The Loose Moose Theatre Company (LMTC), is a theater company based in Calgary, Alberta, Canada. It was co-founded in 1977, by Keith Johnstone and Mel Tonken. LMTC has an international reputation for developing the theatrical style of improvisation and specifically the work of Keith Johnstone. LMTC is the birthplace of such improvisation shows as Theatresports, Maestro, Gorilla Theatre, and Life Game.

== History ==
The Loose Moose is an active theatre company producing in house and touring, plus it offers a training centre for individuals interested in improvisational theatre. They have continued a long-standing tradition of producing a weekend-afternoon series of children's theatre, and an evening series of improvisational comedic theatre as well as various improvised based plays and special events such as the International Improvisation Summit in March 2010 and Improvisation marathons (the longest of which lasted 52 hours of sleepless improvisation). It also was an early adopter and supporter of gay content in the late 1970s to draw attention to social injustice.

Loose Moose has existed in a few venues since its inception. Originally in the Pumphouse theatre, Loose Moose moved to a space within an industrial complex in the northeast area of Calgary (near the airport). After space-use and lease negotiations with a neighbouring Christian academy failed to be resolved, LMTC took up in the historic Garry Theatre in the Inglewood district. In 2005, LMTC moved into a new performance space in the Calgary Crossroads Market.

From 1988-2019, the Loose Moose hosted the Loose Moose International Improvisation Summer School, a two-week school in the summer drawing people all over the world to Calgary, which was long recognized as a hub of narrative improvisation inspiration and education in the world.

Many LMTC alumni are now working in the areas of film, television, stage and still use their improvisational skills as a foundation for their work.

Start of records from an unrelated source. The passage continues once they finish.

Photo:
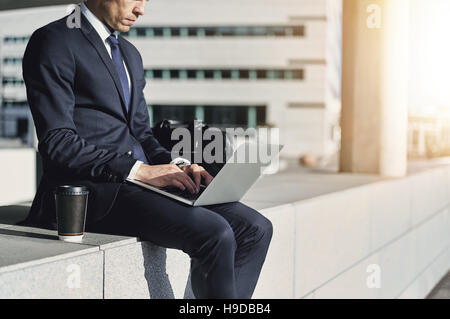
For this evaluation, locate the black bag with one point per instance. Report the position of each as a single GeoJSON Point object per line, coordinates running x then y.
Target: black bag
{"type": "Point", "coordinates": [163, 133]}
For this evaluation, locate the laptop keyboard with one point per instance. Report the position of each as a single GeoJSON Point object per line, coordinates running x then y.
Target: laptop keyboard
{"type": "Point", "coordinates": [185, 194]}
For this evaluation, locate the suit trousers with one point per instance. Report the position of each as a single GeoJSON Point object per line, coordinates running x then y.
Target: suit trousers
{"type": "Point", "coordinates": [227, 243]}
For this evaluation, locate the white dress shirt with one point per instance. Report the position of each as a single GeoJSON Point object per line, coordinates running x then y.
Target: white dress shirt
{"type": "Point", "coordinates": [104, 33]}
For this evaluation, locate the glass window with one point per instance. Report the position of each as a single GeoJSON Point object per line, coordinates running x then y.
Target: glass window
{"type": "Point", "coordinates": [157, 74]}
{"type": "Point", "coordinates": [175, 32]}
{"type": "Point", "coordinates": [192, 32]}
{"type": "Point", "coordinates": [288, 74]}
{"type": "Point", "coordinates": [226, 74]}
{"type": "Point", "coordinates": [149, 33]}
{"type": "Point", "coordinates": [141, 32]}
{"type": "Point", "coordinates": [200, 32]}
{"type": "Point", "coordinates": [149, 74]}
{"type": "Point", "coordinates": [298, 74]}
{"type": "Point", "coordinates": [225, 31]}
{"type": "Point", "coordinates": [184, 32]}
{"type": "Point", "coordinates": [182, 74]}
{"type": "Point", "coordinates": [261, 74]}
{"type": "Point", "coordinates": [174, 74]}
{"type": "Point", "coordinates": [167, 32]}
{"type": "Point", "coordinates": [299, 31]}
{"type": "Point", "coordinates": [209, 74]}
{"type": "Point", "coordinates": [166, 74]}
{"type": "Point", "coordinates": [217, 74]}
{"type": "Point", "coordinates": [210, 32]}
{"type": "Point", "coordinates": [192, 74]}
{"type": "Point", "coordinates": [241, 31]}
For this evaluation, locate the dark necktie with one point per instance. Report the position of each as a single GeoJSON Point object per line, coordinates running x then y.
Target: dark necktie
{"type": "Point", "coordinates": [138, 152]}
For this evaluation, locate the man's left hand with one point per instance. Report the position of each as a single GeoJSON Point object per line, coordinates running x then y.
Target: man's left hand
{"type": "Point", "coordinates": [197, 173]}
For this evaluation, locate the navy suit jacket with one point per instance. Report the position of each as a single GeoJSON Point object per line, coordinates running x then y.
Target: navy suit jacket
{"type": "Point", "coordinates": [85, 134]}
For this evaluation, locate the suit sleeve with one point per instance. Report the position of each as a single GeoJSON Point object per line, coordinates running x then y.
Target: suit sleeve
{"type": "Point", "coordinates": [156, 153]}
{"type": "Point", "coordinates": [49, 69]}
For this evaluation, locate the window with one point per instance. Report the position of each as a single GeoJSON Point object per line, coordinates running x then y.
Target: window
{"type": "Point", "coordinates": [207, 31]}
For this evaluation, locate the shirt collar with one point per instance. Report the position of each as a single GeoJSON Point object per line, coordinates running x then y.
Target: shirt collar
{"type": "Point", "coordinates": [102, 30]}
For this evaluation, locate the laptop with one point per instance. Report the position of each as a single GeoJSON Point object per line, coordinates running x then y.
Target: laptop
{"type": "Point", "coordinates": [235, 178]}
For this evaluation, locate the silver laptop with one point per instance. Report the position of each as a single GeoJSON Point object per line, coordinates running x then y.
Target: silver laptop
{"type": "Point", "coordinates": [235, 178]}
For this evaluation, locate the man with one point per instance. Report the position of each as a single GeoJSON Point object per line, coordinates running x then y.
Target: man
{"type": "Point", "coordinates": [85, 90]}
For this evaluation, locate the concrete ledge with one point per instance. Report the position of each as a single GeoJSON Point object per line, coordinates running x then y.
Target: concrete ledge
{"type": "Point", "coordinates": [323, 247]}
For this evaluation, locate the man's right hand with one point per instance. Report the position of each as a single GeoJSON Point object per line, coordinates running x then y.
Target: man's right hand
{"type": "Point", "coordinates": [165, 175]}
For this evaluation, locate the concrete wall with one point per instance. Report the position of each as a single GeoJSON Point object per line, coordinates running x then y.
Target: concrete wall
{"type": "Point", "coordinates": [332, 246]}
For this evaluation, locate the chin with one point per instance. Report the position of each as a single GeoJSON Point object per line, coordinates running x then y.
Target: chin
{"type": "Point", "coordinates": [123, 28]}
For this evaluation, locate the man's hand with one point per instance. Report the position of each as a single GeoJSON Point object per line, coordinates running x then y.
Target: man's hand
{"type": "Point", "coordinates": [168, 175]}
{"type": "Point", "coordinates": [197, 173]}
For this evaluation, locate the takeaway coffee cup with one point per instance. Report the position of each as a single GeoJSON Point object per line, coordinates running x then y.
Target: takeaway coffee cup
{"type": "Point", "coordinates": [71, 206]}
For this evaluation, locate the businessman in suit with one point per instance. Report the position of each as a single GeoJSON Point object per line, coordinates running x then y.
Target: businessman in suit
{"type": "Point", "coordinates": [85, 90]}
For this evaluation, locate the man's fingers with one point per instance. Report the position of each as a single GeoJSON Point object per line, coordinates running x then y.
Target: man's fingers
{"type": "Point", "coordinates": [207, 176]}
{"type": "Point", "coordinates": [178, 184]}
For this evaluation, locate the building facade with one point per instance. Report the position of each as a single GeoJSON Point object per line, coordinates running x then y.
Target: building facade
{"type": "Point", "coordinates": [239, 63]}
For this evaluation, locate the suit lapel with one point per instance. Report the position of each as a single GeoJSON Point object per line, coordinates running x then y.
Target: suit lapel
{"type": "Point", "coordinates": [98, 44]}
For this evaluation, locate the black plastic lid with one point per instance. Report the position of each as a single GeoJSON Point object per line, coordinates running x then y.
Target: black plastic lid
{"type": "Point", "coordinates": [71, 190]}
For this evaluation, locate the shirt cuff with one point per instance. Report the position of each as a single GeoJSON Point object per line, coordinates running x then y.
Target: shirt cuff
{"type": "Point", "coordinates": [134, 170]}
{"type": "Point", "coordinates": [180, 159]}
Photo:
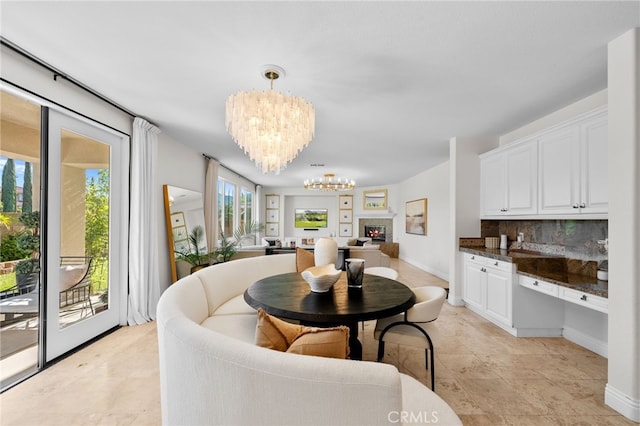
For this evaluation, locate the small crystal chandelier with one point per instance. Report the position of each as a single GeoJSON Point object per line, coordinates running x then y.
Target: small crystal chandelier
{"type": "Point", "coordinates": [329, 183]}
{"type": "Point", "coordinates": [270, 127]}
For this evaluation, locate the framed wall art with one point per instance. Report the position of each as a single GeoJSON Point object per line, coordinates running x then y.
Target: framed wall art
{"type": "Point", "coordinates": [375, 200]}
{"type": "Point", "coordinates": [273, 201]}
{"type": "Point", "coordinates": [346, 201]}
{"type": "Point", "coordinates": [273, 215]}
{"type": "Point", "coordinates": [272, 230]}
{"type": "Point", "coordinates": [346, 216]}
{"type": "Point", "coordinates": [346, 229]}
{"type": "Point", "coordinates": [416, 217]}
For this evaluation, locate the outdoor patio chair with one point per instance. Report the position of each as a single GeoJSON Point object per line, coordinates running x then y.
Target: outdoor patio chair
{"type": "Point", "coordinates": [75, 283]}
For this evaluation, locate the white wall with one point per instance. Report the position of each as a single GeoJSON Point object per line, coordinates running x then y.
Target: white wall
{"type": "Point", "coordinates": [427, 252]}
{"type": "Point", "coordinates": [623, 385]}
{"type": "Point", "coordinates": [181, 166]}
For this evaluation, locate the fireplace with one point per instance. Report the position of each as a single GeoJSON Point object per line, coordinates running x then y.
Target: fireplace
{"type": "Point", "coordinates": [375, 232]}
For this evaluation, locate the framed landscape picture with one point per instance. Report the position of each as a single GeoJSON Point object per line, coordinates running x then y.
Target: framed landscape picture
{"type": "Point", "coordinates": [416, 217]}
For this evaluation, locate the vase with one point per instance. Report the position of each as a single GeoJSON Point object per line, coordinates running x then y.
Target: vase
{"type": "Point", "coordinates": [325, 252]}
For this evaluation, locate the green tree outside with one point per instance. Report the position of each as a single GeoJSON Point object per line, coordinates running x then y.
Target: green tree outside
{"type": "Point", "coordinates": [27, 190]}
{"type": "Point", "coordinates": [97, 216]}
{"type": "Point", "coordinates": [9, 187]}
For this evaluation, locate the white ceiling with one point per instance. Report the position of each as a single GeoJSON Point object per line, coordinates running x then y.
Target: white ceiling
{"type": "Point", "coordinates": [391, 82]}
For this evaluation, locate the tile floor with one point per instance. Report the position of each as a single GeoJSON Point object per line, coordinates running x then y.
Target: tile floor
{"type": "Point", "coordinates": [485, 374]}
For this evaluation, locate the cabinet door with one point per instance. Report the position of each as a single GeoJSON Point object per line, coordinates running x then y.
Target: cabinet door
{"type": "Point", "coordinates": [559, 161]}
{"type": "Point", "coordinates": [522, 172]}
{"type": "Point", "coordinates": [499, 295]}
{"type": "Point", "coordinates": [594, 172]}
{"type": "Point", "coordinates": [474, 282]}
{"type": "Point", "coordinates": [493, 185]}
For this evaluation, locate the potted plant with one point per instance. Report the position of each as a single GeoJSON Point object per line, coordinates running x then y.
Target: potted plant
{"type": "Point", "coordinates": [196, 256]}
{"type": "Point", "coordinates": [28, 270]}
{"type": "Point", "coordinates": [227, 248]}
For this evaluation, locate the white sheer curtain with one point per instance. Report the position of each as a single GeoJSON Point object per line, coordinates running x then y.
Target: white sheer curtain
{"type": "Point", "coordinates": [258, 212]}
{"type": "Point", "coordinates": [144, 277]}
{"type": "Point", "coordinates": [211, 203]}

Loose Moose alumni include Michael Rohl, Roman Danylo, Rebecca Northan, Albert Howell, Ryan Belleville, Tony Totino, Rick Hilton, Dave Duncan, Mark McKinney, Bruce McCulloch, Norm Hiscock, Veena Sood, Clem Martini, Patti Stiles, Derek Flores, Terra Hazelton, Eric Amber, Roger Fredericks, Jan Derbyshire, Roderick Crawford, Chris Cline, Frank Totino, Pat Kelly, Shawn Kinley, Bruce Horak, Peter Oldring, Dave Lawrence, Rob Mitchelson, Dave Ware, A.J. Demers, Renee Amber, Andrew Phung, Steve Jarand, Immanuela Lawrence, Graeme Davies and Jenny Wynter.

In 1998, Dennis Cahill became the Artistic Director of Loose Moose.